Two international Jewish groups each pledged $1 million toward, respectively, helping Russian-speakers visit Israel in Taglit-Birthright trips, and supporting innovative projects that strengthen Jewish identity.
The Euro-Asian Jewish Congress, or EAJC, announced its donation toward the Taglit-related goal Thursday. The Olami Foundation announced its fund, called the “The Innovation Incubator,” last week.
The EAJC donation will facilitate an increase of several hundred participants from Russian-speaking countries to attend the ten-day experiential and educational trip for Jewish young adults, the group said in a statement.
Since Taglit-Birthright was started 17 years ago, more than 45,000 Russian speakers participated in trips to Israel. EAJC President Mikhael Mirilashvili wrote in the statement that sending more Russian-speakers on Taglit will strengthen their Jewish identity, and that “strong Jewish communities are important to the State of Israel exactly as much as a strong independent Jewish state is important to Jews of the diaspora.”
Separately, the Olami Foundation, the charitable body that funds Olami worldwide – a global Jewish outreach network operating in 19 countries – said its new $1 million fund, “The Innovation Incubator,” will “stimulate Jewish growth, learning and awareness around the world.”

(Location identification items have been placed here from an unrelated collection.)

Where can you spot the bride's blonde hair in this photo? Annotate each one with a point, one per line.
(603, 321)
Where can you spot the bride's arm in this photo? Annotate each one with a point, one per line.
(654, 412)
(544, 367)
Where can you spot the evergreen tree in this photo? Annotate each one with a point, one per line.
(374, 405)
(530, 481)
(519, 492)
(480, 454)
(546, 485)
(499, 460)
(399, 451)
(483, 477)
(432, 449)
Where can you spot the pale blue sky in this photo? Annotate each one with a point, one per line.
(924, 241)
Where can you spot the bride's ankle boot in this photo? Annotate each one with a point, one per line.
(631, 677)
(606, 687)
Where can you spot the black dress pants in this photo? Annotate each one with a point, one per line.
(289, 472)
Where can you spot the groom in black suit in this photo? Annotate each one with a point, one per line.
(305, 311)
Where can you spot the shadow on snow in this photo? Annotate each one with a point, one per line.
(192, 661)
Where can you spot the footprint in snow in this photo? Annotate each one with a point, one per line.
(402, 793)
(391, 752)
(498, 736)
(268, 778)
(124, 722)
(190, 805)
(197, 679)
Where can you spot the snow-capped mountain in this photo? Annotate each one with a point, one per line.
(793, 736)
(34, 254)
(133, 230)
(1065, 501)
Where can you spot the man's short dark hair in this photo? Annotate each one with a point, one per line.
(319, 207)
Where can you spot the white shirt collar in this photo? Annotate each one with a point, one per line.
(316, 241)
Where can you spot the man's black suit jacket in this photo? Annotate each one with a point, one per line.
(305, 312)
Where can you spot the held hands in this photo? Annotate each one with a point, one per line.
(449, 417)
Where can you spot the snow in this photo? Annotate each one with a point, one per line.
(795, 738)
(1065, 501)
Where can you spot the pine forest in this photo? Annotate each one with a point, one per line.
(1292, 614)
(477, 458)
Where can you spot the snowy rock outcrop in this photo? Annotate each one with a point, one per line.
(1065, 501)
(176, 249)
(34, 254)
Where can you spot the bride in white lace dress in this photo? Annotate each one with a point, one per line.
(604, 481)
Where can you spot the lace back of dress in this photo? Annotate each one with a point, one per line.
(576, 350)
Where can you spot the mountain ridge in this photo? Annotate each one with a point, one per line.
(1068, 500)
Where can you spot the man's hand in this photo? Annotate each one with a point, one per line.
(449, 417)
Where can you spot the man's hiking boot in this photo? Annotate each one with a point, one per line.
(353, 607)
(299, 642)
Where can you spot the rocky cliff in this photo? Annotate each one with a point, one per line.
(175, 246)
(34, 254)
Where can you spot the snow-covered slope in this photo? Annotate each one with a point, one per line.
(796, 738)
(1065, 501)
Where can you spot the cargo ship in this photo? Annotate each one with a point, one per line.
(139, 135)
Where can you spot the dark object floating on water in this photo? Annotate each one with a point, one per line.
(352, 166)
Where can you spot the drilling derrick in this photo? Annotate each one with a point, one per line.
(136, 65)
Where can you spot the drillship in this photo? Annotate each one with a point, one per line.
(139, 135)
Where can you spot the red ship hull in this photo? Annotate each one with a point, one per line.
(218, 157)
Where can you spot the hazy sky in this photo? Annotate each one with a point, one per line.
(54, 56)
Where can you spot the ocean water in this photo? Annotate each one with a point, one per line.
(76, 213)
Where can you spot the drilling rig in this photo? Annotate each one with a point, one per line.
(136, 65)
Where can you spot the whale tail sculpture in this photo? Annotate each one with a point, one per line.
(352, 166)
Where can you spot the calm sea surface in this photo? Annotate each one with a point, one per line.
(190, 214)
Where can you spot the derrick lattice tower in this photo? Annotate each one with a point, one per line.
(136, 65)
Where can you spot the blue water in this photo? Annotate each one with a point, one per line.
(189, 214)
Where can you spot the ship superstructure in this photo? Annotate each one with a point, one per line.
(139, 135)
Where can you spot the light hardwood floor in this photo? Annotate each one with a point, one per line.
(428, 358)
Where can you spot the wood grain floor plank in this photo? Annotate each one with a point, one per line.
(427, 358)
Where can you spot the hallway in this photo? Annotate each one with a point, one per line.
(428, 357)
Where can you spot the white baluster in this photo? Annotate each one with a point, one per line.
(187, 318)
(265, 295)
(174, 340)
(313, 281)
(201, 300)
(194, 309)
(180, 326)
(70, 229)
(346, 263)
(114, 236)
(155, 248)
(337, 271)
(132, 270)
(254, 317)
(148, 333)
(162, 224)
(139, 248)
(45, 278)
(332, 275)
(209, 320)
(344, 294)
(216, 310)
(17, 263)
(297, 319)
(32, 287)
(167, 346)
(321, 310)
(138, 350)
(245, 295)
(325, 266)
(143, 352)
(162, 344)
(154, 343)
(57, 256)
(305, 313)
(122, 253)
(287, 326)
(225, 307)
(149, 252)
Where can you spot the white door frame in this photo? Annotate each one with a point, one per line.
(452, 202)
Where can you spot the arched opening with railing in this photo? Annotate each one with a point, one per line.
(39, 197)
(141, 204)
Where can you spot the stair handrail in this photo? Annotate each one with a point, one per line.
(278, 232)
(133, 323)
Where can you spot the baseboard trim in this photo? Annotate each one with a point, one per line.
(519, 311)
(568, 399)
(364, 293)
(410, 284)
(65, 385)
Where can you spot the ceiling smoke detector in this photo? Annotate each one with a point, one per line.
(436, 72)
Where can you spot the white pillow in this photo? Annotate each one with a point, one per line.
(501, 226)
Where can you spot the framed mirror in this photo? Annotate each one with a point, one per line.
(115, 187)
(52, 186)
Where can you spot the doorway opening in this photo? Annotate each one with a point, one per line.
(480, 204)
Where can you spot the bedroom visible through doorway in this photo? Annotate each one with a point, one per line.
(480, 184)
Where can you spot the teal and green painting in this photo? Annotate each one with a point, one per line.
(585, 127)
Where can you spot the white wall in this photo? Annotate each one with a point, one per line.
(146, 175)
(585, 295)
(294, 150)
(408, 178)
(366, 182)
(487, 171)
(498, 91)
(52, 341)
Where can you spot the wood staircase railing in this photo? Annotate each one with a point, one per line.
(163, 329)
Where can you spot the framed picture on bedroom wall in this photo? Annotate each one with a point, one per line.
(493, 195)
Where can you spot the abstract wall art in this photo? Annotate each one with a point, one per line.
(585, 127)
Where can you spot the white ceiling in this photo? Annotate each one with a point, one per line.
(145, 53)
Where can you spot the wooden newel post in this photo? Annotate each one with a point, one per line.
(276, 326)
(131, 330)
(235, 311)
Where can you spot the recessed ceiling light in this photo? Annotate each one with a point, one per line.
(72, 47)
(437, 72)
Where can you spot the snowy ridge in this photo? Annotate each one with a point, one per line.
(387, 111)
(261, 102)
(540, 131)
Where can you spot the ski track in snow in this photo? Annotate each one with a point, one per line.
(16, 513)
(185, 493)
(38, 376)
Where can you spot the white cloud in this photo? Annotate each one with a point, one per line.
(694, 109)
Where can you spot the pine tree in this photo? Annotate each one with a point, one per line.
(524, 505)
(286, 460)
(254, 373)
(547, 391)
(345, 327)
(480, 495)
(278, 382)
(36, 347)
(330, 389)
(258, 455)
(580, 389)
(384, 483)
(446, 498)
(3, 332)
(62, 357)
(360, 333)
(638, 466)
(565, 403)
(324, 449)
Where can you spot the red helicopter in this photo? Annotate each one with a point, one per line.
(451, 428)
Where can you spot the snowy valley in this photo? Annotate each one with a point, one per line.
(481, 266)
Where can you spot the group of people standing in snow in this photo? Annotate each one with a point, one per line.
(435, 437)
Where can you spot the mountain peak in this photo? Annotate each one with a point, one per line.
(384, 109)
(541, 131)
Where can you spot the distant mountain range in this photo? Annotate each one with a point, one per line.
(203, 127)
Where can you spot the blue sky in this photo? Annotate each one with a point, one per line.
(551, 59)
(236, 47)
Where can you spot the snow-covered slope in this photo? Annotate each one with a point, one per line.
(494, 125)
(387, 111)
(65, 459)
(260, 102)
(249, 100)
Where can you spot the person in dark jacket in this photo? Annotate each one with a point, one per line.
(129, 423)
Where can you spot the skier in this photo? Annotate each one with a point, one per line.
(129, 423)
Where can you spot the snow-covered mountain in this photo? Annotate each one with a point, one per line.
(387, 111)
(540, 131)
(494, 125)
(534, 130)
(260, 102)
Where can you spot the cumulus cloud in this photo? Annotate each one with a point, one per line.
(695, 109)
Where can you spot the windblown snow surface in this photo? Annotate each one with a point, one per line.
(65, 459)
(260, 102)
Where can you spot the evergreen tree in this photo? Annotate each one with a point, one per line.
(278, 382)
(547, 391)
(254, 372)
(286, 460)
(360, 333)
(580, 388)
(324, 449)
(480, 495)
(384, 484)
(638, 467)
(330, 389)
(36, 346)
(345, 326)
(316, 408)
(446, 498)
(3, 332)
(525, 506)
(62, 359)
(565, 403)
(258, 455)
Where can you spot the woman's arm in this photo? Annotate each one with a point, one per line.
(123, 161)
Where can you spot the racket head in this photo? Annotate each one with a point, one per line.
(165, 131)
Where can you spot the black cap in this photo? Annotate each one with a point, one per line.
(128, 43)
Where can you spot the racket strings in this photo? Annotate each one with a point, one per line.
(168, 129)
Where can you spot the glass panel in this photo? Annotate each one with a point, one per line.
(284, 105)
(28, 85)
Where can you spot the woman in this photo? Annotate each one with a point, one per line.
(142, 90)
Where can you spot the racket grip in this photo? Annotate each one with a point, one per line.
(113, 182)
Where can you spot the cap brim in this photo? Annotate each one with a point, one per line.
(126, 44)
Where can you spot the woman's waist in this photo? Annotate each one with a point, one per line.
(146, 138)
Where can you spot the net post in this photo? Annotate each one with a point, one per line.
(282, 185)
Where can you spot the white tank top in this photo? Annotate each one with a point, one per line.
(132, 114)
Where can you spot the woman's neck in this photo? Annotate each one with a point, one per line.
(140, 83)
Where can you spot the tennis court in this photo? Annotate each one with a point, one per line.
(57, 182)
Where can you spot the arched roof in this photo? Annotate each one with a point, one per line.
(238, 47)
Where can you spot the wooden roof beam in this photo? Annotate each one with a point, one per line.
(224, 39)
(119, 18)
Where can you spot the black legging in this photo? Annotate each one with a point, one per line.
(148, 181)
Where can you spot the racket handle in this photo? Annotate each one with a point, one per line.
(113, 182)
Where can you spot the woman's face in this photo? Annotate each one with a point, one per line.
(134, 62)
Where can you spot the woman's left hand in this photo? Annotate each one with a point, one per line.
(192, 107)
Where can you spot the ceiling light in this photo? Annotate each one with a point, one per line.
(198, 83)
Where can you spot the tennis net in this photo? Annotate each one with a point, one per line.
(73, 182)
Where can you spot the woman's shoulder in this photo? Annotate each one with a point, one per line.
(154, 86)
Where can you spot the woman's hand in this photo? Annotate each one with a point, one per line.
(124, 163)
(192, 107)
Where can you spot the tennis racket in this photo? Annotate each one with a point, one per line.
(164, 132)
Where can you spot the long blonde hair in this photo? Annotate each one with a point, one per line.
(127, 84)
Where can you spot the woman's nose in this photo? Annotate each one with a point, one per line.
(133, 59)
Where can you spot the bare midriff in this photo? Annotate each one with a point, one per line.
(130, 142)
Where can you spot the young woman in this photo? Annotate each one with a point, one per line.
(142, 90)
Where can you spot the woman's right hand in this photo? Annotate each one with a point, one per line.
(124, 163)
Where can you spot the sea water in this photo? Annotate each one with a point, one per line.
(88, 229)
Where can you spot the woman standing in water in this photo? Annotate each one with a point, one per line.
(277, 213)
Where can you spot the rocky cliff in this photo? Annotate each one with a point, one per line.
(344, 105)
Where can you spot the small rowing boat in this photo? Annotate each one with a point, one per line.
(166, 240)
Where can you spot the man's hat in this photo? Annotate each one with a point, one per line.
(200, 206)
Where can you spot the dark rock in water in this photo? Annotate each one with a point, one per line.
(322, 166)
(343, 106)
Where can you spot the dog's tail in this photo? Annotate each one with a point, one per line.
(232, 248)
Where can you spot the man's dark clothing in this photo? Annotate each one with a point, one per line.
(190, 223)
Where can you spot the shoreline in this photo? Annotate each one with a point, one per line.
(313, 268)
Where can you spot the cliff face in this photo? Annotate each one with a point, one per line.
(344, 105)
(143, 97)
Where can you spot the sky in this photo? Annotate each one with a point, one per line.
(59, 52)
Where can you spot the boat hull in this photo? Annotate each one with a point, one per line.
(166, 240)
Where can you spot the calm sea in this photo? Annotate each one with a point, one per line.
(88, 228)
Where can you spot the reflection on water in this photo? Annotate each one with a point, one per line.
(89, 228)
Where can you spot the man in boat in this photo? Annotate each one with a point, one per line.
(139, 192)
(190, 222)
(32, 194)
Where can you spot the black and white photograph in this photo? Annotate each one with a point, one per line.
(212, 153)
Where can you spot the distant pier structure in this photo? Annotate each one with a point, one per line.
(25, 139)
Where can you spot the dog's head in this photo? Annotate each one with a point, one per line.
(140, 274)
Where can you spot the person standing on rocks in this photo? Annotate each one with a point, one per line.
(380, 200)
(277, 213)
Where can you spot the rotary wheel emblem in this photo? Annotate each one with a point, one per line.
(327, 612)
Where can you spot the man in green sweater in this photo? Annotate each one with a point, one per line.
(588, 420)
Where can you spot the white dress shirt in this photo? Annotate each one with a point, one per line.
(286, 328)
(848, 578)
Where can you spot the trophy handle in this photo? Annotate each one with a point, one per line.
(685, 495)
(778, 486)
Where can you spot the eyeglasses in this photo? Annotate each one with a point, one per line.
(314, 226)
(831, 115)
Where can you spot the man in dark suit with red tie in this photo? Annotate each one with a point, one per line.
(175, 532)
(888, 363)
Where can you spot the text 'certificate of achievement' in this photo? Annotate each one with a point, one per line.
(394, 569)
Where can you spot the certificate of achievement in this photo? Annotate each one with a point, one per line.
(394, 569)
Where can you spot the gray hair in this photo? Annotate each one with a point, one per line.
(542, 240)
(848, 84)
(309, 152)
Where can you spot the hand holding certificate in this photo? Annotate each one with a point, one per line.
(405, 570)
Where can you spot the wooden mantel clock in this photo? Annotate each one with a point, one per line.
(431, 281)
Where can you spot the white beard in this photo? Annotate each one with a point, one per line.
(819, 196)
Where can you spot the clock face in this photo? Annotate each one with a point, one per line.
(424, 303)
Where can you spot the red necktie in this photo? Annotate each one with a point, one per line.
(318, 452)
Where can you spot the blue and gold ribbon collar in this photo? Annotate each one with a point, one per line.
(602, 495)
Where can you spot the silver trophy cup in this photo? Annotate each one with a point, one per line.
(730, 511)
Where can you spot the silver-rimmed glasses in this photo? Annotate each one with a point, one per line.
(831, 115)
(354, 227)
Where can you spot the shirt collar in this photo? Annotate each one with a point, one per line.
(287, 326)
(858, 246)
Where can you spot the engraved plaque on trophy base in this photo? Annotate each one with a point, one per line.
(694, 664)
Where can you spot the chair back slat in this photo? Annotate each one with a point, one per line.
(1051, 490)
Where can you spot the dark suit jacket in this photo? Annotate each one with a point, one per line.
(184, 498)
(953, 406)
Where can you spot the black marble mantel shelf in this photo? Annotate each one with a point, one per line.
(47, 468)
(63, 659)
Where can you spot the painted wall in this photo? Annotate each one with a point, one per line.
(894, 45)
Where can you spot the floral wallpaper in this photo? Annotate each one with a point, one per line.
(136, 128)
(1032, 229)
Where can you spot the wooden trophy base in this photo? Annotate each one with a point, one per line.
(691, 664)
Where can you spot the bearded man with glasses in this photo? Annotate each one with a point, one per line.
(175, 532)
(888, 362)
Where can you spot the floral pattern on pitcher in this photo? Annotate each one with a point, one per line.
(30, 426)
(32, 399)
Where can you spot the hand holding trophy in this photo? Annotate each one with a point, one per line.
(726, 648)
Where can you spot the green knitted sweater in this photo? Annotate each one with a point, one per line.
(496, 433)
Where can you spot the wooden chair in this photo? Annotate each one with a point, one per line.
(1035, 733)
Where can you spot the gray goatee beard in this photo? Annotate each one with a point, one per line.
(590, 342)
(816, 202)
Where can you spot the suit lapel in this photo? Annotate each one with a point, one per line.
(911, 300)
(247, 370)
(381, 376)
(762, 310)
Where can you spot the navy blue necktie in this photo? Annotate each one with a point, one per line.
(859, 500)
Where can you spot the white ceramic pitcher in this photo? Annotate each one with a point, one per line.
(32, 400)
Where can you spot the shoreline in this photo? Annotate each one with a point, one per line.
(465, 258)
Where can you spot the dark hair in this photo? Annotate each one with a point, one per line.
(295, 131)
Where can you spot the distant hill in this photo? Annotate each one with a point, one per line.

So far, Olami has financed 60 projects with an investment of up to $50,000 per project, including the J-TV Jewish television channel in the United Kingdom, the Jewish Experience Center, founded by students in Israel and the JET Chicago Positive Speech Project — a student-led discussion group about positive speech based on a book by Rabbi Zelig Pliskin.
Olami is holding its 2017 Global Summit in Spain and the United Kingdom this month with 1,100 students participating from 19 countries. Participants will pitch during the conference 60 projects, for the fund’s board to choose from.
“The caliber of the students’ project ideas is exceptionally high and we are extremely excited to see which projects will receive the latest round of funding,” Olami CEO Rabbi Menachem Deutsche said. ”We hope that the winning teams will have a significant impact on the global Jewish community.”